Our strategy of driving growth from new dealers has increased sales year-on-year in this channel. Similar to our other 2 segments, new product development, particularly in nondiscretionary categories has also quickly become a reliable source of growth in the Specialty Vehicle business. On the new product front, we added hundreds of new products into the market during the quarter. Exciting recent launch was a SuperATV Black Ops Ready-Fit Winch, which includes machine fitted mounts and all wiring pre-installed.
For customers or dealers, this cuts down the installation time from 3 hours to just 30 minutes. Additionally, in the quarter, we saw productivity initiatives that drove margin improvement. We remain confident that demand for new vehicles, accessories and repair parts will rebound once customers become comfortable as volatility and inflation in the overall economy levels out. We believe we are beginning to see light at the end of the tunnel with Specialty Vehicle manufacturers signaling that inventory destocking efforts at dealers are nearly complete.
This suggests that wholesale shipments to dealers are coming back in line with retail sales to customers with current inventory stock levels back to pre-COVID levels. Next, as I mentioned in my opening remarks, I'm excited to share with you how we're deploying innovation not only in new product development but across our entire enterprise. In late 2020, we undertook a strategic review of our operations footprint with the goal of ensuring that our assets and capabilities were aligned with the ambitious commercial growth plans that we have set.
We recognize that our business was becoming more complex, as customer volume and service level demands were growing. This required excellence in multiple modes of operations fulfillment in order to continue serving our customers at a level that they rightfully demand. It quickly became clear that our old ways of operating were not sustainable in this new environment. And that without innovation, we would be facing space and labor constraints that could curtail our ability to scale and grow.

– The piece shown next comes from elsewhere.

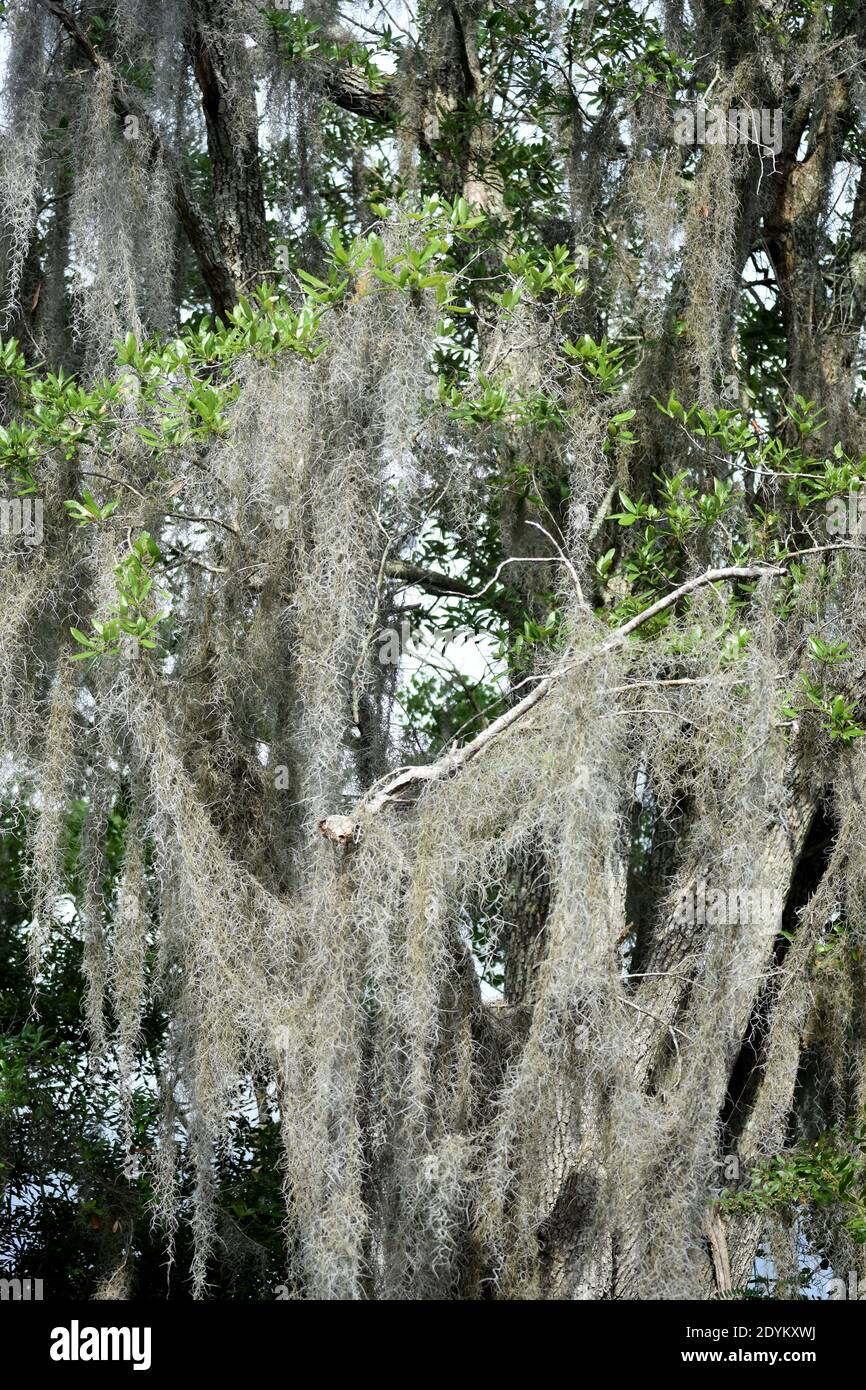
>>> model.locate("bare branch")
[322,564,784,824]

We decided that we needed to evaluate implementing best-in-class capabilities and automation to maintain our operations ability to execute our commercial growth. Turning to Slide 6. I'll discuss some of the solutions that we've implemented. First, let me say that 2 of our largest warehouses in Portland, Tennessee and Warsaw, Kentucky have been transformed in terms of how the flow and processes of the sites have been organized and optimized.
I'm truly proud of our operations, contributors creativity and reimagining their processes, their endorsement of what could have been a threatening set of changes, their alignment with and receptivity of their reimagined workflow. They embrace these investments as a force multiplier, allowing them to do their job more quickly, accurately and safely. We have deployed a fleet of autonomous mobile robots to reduce the time our contributor spend traveling through our countless rows of products.
These AMRs are on track to complete 200,000 miles of travel this year, with each mile representing approximately 15 minutes of labor that can now be applied by our contributors to higher function tasks. We have also deployed a set of vertical lift modules that operate like massive parts vending machines. These machines substantially reduce our parts storage footprint requirements and also improve fixed cycle times by approximately 38%.
Maybe most exciting, we are in the process of implementing a state-of-the-art warehouse execution system software package. It ties all of our investments together, allowing us to combine both automation equipment and people seamlessly and is expected to provide the scalability and flexibility to grow and manage our increasingly complex business going forward. All told, we've invested $14 million in capital and 3 years of research, design and implementation of these systems to provide our warehouse contributors and customers with substantial benefits.
Once fully utilized and optimized, we expect these projects will yield an annualized net savings of approximately $8 million and provide operational efficiency benefits to Dorman far into the future. While today, we're in the early innings with these projects, we're already seeing modest savings improvements compared to last year. As Light Duty Q2 total operations expense, as a percentage of net sales, was 80 basis points lower than last year.
The team is working hard to continue integrating these systems, and we expect to accelerate the savings over time. Now I'll hand off to David to review our Q2 financial performance.
Thanks, Kevin. Turning to Slide 7. Q2 consolidated net sales were $503 million, up 5% year-over-year. This growth was driven by increased demand in our Light Duty segment, including higher sales of new products. Partially offsetting this growth was this soft market conditions that continue to impact our Heavy Duty and Specialty Vehicle business.
I'll dive deeper into each of the segments in just a moment. Adjusted gross margin for the quarter was 39.6%, 450 basis point increase compared to last year. The year-over-year margin improvement was driven by the easing of inflationary pressures across the businesses to favorable cost savings initiatives, including the ones that Kevin discussed.
Adjusted SG&A expense was 24% of net sales, relatively flat compared to the same period last year. Adjusted operating income was $79 million in the quarter, a 45% increase from the same period last year. Adjusted operating margin was 15.6%, up 430 basis points year-over-year, primarily due to the improvement in gross margin. And finally, adjusted diluted EPS in Q2 was $1.67, an impressive 65% increase versus last year.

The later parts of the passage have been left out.